Nie znam dokładnych danych na temat tego, ile osób robi sobie nagie selfie lub inne roznegliżowane zdjęcia swoim smartfonem. Zakładam jednak, że sprawa nie dotyczy wyłącznie aktorek i piosenkarek ze Stanów Zjednoczonych. Dlatego warto dowiedzieć się jak zabezpieczyć, choć trochę, swoje zdjęcia przed kradzieżą.
Synchornizacja z chmurą
"Nikt nie rozumie chmury" - to cytat z filmu "Sekstaśma". Cameron Diaz i Jason Segel grają w nim małżeństwo, które nagrywa na iPada swoje igraszki, ładuje je do chmury i potem przypadkowo wysyła do rodziny i znajomych. Próbując odkręcić całą sytuację, para bohaterów przekonuje się, że chmura może i jest wygodna, ale ma także ciemną stronę.
Jedną z nich może okazać się automatyczna synchronizacja aparatu z takimi usługami jak Dropbox czy iCloud. Polega to na tym, że każde zdjęcie, które zrobimy smartfonem połączonym z chmurą jest automatycznie wysyłane na wirtualny dysk. To bardzo wygodne. Nie trzeba myśleć o zgrywaniu zdjęć. Problem polega jednak na tym, że na ten dysk trafia każde absolutnie zdjęcie. Jak widać na przykładzie Jennifer Lawerence, ktoś może się na te zdjęcia połasić.
Każdy dostawca tego typu usług zapewnia, że są one bezpieczne. Owszem, nie ma raczej szans na to, żeby ktoś tak łatwo włamał się na chmurowe dyski z zewnątrz, tzn. przypuszczając atak na wirtualne serwery Apple, Google czy Dropboxa. Sprawa wygląda jednak zupełnie inaczej jeżeli chodzi o pojedyncze konta.
Włamanie? Prościzna!
Wojtek Pietrusiewicz na blogu MakoweABC opisuje jak w pięciu krokach można włamać się do chmury. Jakiejkolwiek. Wystarczy tylko poznać login do konta w chmurze. "Jest to łatwiejsze niż Wam się wydaje" - pisze bloger i publicysta magazynu "iMagazine".
Kiedy już haker pozna login to udaje się na stronę logowania do iClouda od Apple czy innej chmury. Wpisuje login i korzysta z opcji "zapomniałem hasła". Potem odpowiada na proste pytanie typu "jaka jest twoja data urodzenia?" czy "jak ma na imię twoja sympatia?". Znów, znalezienie odpowiedzi na takie pytania na Facebooku czy Twitterze wcale nie jest takie trudne. Sami spójrzcie na swoje osie czasu i zobaczcie ile informacji o sobie udostępniacie publicznie.

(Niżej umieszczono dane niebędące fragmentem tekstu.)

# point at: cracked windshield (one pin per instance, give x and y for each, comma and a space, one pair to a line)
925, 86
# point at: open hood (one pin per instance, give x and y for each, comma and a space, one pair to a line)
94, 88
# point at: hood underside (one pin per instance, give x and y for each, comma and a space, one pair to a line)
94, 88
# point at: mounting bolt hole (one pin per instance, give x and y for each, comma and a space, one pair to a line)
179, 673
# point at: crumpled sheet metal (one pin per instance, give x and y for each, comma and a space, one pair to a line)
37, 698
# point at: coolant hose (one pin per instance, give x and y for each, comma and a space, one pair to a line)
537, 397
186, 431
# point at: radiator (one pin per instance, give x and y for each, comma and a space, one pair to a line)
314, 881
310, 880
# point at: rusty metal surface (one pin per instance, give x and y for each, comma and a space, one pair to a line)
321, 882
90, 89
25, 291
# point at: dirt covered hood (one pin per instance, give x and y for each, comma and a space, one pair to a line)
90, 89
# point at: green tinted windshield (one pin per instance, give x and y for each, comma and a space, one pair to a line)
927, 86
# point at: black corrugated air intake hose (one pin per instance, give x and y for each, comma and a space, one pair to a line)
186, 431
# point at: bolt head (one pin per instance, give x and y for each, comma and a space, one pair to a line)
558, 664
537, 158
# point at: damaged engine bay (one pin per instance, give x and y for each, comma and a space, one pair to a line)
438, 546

Kiedy już haker przejdzie to "zabezpieczenie", ma dostęp do wszystkich zasobów z chmury. W tym nagich zdjęć, jeżeli takie się tam znajdują. Jak ocenia Pietrusiewicz, właśnie tak doszło włamania na konta Jennifer Lawrence i innych gwiazd.
Jak się ochronić?
Tego typu włamań można jednak uniknąć. Najprostszym rozwiązaniem jest uruchomienie dwustopniowej weryfikacji przy logowaniu się do konta w chmurze. Dwustopniowa weryfikacja polega na tym, że przy każdorazowym logowaniu się do iCloud czy Dysku Google trzeba oprócz wpisania hasła czy loginu jeszcze podać hasło wysyłane SMS-em. Tak jak przy robieniu przelewu przez internet.
Dwustopniowa weryfikacja może wydawać się uciążliwa, ale dzięki niej każdorazowo dowiemy się, że ktoś chce się zalogować do naszej chmury. No i samo włamanie nie jest już tak łatwe.
Jeśli ktoś chciałby ustawić dwustopniową weryfikację iClouda, to Wojtek Pietrusiewicz pokazuje wszystko krok po kroku na swoim blogu. Natomiast jeżeli ktoś korzysta z Dysku Google, Dropboxa czy OneDrive, to tam ten proces przebiega podobnie i jest równie łatwy do przejścia. Wystarczy zmienić to w ustawieniach konta.
Kolejna metoda to ustalenie nie zbyt oczywistych odpowiedzi na pytania pomocnicze zadawane wtedy, kiedy korzysta się z opcji "zapomniałem hasła". Oczywiście, trzeba te odpowiedzi zapamiętać lub gdzieś zapisać. Warto też często zmieniać hasła do różnych kont i nie ustawiać takiego samego hasła dla wszystkich usług z jakich się korzysta.
Jednakże, najlepiej po prostu nie robić sobie nagich zdjęć. Tak też radzi blogerka Wittamina. A jeśli ktoś jednak ma taką potrzebę, to polecam stare dobre aparaty fotograficzne. No i można po prostu wyłączyć synchronizację z chmurą. Też działa.